As an aside, you can work with measures this way too; if you let $\mu$ be the probability measure associated to the process we've been discussing, you can write $$\mu(S) = p\mu\left(\frac{S}2\right) + (1-p)\mu\left(\frac{S+1}2\right)$$ which has the same structure. If you're happy to work with measures and don't want to try differentiating the measure any further, then they're a good answer to your search as well.
I might note that these absolutely cannot see the sort of holes that you are talking about - but every finite measure on $\mathbb R$ is supported on a totally disconnected set (because only countably many points can have positive finite mass, and any countable set of points not including such a point has no measure). Generally, with probability, the "blurring" effect of using smooth test functions is actually desirable, because the measure of an interval is not the sum of the measures of its points. This is also why one rarely every works with functions when dealing with measures, but instead works with $L^p$ spaces (whose members are not functions, but rather almost-everywhere equivalence classes of functions).

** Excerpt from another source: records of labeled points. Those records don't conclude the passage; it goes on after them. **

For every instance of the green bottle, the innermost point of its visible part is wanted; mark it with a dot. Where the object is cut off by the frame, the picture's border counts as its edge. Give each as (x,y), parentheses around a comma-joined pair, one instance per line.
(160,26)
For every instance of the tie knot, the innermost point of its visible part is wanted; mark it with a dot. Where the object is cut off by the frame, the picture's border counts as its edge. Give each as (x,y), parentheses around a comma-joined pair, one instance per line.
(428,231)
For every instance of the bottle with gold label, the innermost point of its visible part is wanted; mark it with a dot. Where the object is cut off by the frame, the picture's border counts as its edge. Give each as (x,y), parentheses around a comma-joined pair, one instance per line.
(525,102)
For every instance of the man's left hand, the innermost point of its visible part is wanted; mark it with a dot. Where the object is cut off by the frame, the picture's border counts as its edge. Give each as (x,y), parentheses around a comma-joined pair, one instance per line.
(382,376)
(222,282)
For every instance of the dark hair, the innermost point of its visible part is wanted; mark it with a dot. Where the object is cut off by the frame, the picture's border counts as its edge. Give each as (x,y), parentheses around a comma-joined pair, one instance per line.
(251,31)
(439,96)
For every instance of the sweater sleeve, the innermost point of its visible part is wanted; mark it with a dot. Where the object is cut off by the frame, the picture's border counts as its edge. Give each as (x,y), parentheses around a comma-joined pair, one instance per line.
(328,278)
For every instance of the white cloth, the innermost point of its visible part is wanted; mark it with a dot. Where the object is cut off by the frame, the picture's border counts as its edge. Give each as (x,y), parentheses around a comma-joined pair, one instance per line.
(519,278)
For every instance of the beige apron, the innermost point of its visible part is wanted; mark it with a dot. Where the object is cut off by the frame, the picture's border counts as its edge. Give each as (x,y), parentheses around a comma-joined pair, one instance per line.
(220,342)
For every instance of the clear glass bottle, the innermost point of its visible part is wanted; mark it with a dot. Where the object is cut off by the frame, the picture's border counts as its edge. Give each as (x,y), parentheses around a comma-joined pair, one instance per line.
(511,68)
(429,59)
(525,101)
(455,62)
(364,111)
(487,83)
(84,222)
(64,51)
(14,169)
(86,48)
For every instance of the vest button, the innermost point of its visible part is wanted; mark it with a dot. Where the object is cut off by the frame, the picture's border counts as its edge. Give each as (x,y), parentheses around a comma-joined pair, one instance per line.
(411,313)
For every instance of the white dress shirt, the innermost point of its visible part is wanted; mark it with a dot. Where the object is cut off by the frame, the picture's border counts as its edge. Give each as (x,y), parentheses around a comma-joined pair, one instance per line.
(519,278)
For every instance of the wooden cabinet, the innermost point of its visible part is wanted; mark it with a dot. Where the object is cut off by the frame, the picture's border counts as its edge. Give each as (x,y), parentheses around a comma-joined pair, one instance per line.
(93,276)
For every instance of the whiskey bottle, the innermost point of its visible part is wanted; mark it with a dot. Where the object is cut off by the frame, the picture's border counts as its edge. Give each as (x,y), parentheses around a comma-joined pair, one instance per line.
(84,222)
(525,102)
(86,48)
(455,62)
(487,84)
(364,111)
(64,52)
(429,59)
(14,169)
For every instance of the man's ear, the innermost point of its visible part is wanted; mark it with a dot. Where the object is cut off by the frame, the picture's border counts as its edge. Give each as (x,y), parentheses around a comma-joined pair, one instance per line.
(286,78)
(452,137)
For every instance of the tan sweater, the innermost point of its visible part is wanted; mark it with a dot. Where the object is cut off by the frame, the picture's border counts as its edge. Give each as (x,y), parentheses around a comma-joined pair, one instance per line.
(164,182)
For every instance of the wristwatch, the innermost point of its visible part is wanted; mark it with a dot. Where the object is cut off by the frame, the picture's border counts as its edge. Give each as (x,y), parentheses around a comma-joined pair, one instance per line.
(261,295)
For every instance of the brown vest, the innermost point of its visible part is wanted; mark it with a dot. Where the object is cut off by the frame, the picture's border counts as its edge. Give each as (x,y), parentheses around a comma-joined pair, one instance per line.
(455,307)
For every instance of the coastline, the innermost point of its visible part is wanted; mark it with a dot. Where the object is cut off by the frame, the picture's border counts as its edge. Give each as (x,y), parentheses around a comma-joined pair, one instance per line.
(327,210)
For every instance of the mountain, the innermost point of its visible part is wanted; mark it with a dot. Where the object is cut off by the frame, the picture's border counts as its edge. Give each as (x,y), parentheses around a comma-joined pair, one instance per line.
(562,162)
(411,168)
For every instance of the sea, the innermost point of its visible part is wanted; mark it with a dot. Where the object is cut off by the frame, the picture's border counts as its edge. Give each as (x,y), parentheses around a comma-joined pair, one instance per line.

To say this more generally: a function is defined by the fact that it can be evaluated at any point. This is not really something you desire when talking about probability distributions, because the quantity is too spread out to register evaluation. A measure, more usefully, is defined by the fact that it can integrate against continuous functions (e.g. as in the Riesz representation theorem) and then a distribution is a generalization which can integrate against smooth functions. The latter two objects tend to be more useful in these situations.